Лавиния не отвела взгляда и продолжала держать чашу у губ Кукушонка. Она словно ждала, что ее сейчас ударят или, в лучшем случае, выгонят из комнаты, но готова была, как только удастся, вновь вернуться и продолжить свое дело. Она выглядела глупо, но в ней чувствовалось несгибаемое упорство. Кукушонок осушил чашу.
– Что это, Лавиния? Что ты дала ему? Его же будет тошнить!
– Измельченные зеленые желуди, смешанные с ежевичным вином. Ты забыл, что я выросла в лесу? – ответила она.
Столица, где царствовал ее покойный отец, а теперь ее брат, находилась рядом с Вечным Лесом и, скорее, походила на небольшую деревушку, а вся «страна», состоявшая из города, полей, крестьянских домишек и леса, занимала территорию не больше той, которую окружали стены Трои.
– В детстве я дружила с девочкой-дриадой. Когда она заболевала, ее мать давала ей такой напиток, и она быстро поправлялась.
– Его болезнь вызвана отлучением от дерева. Его лихорадит, он не может ни есть, ни пить. Неужели ты думаешь, желуди спасут его?
– Желуди… и… его отец, – сказала она.
– Дух моего отца? – воскликнул Асканий.
Души, попавшие к Гадесу, не могут, даже желая этого, возвращаться, чтобы навещать близких или помогать им, и являются только в мыслях или во сне.
– Его кровь, – ответила она. – Он все-таки наполовину человек. И еще его мужество. Любой другой мальчик умер бы на третий или четвертый день.
Она была права. Даже многие взрослые мужчины не вынесли бы такой болезни. А Кукушонок не только не жаловался, но и пытался успокоить своего брата.
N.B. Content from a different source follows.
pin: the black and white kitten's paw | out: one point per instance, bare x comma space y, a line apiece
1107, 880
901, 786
Асканий сел на кровать рядом с Лавинией. Он долго молчал.
– Я думаю, ничто не поможет. Его сейчас начнет тошнить. Но я благодарен тебе за желание помочь. Ты ведь знаешь, кто он?
– Конечно, знаю. Ты думаешь, я желаю ему смерти потому, что он сын моего мужа от другой женщины? Я всегда знала о существовании Меллонии. Фавны ведь все рассказывают не только тебе, но и мне. А у того, которого зовут Повеса, всегда масса новостей. Все эти годы я завидовала Меллонии – последней женщине, которую любил твой отец. Но я никогда не испытывала к ней ненависти. Он был богом. Каждая избранная им женщина должна была быть достойной его, а я не была такой, даже в молодости. Во мне не было утонченности, которую он искал в женщинах. Но я никогда не причиню зла его сыну. И если смогу – буду помогать.
Асканий с удивлением смотрел на Лавинию. У нее были огромные, круглые, утратившие блеск глаза – серые или карие? Трудно сказать, но они не были пустыми и, как он теперь понял, не были глупыми. Бледная, веснушчатая кожа, бесформенная фигура, повисшие груди, слишком широкие бедра. Но, может, именно ее простота и несла покой? Будучи царицей, она ничего не требовала – ни поклонения, ни послушания. А то, что он принимал за глупость, объяснялось необразованностью. Она даже не умела читать и не знала никаких языков, кроме латыни. Но образование еще не мудрость. Он никогда не испытывал к ней ни любви, ни ненависти. Просто слегка недолюбливал. («Ты ведь не очень любишь женщин», – сказала Меллония.